The red light over the door blinked. Shimmer checked a monitor behind the bar and buzzed the door open. King Kraken lumbered in, his scales rasping against one another. He blinked his yellow slit-irised eyes at us.
“You guys hear?” he rumbled.
Shimmer nodded toward the TVs. Kraken grunted and shambled over to the bar.
“What are you guys drinking?”
“Glen Garioch, ’58,” Shimmer answered.
Kraken whistled through his gills. “Heavy stuff. You celebrating…?”
“No,” I said, curt.
Kraken nodded his heavy head. “He took me out in ’93,” the fish-man rasped. “Defused a bomb I had no right using while he was at it. Probably saved my life, not to mention…”
“Yeah,” Shimmer said. And he produced another tumbler.

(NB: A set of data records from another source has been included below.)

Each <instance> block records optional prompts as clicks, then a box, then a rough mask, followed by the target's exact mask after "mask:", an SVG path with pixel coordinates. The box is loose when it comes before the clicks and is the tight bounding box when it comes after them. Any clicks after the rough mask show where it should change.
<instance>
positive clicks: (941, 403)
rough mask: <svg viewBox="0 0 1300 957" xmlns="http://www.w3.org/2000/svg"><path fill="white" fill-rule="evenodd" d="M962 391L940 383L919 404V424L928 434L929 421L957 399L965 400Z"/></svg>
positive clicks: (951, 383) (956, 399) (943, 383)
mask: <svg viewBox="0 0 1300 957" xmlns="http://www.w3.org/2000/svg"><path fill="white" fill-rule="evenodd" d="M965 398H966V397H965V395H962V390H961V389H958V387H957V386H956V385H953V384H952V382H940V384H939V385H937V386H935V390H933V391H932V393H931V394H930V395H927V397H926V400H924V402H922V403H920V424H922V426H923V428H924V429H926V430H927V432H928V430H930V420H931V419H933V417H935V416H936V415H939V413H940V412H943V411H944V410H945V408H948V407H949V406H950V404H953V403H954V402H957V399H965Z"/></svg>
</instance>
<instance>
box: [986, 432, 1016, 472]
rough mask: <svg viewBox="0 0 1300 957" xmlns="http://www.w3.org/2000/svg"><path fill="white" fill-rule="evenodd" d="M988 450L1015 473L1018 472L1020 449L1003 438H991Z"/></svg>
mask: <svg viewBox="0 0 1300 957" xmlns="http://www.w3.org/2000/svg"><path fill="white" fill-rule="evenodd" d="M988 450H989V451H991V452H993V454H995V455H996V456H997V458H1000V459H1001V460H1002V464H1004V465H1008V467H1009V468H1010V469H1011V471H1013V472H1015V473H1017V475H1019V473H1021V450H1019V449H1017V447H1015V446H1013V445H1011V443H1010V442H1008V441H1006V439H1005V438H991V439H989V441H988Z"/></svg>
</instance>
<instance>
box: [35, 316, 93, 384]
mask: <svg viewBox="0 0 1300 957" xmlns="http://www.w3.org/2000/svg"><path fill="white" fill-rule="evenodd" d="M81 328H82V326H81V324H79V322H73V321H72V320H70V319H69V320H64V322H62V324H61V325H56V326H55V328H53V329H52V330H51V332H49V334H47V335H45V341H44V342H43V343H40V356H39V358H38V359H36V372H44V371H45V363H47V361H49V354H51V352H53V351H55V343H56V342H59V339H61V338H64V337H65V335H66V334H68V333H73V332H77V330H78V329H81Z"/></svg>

Amy - Nov 21, 2008 9:06:32 am PST #1182 of 6690
Because books.

So it's ... sci-fi? I mean, it's not my kind of thing, but it seems like a decent hook for opening a novel like that.


Miracleman - Nov 21, 2008 9:08:14 am PST #1183 of 6690
No, I don't think I will - me, quoting Captain Steve Rogers, to all of 2020

It's...comic books. And sci-fi.

I don't know.


Wolfram - Nov 21, 2008 9:25:27 am PST #1184 of 6690
Visilurking

I love it! It's got a very Kurt Busiek feel, like that alternate perspective on the superhero world that he does in all his comics. Which I dig muchly.

One minor criticism: I think the paragraph that starts "Shimmer’s Place, the bar in which I sat and hoped for a gig...." runs too long. I mean the writing is terrific, but it's too much exposition, and adds very little to the scene. But that's just my opinion.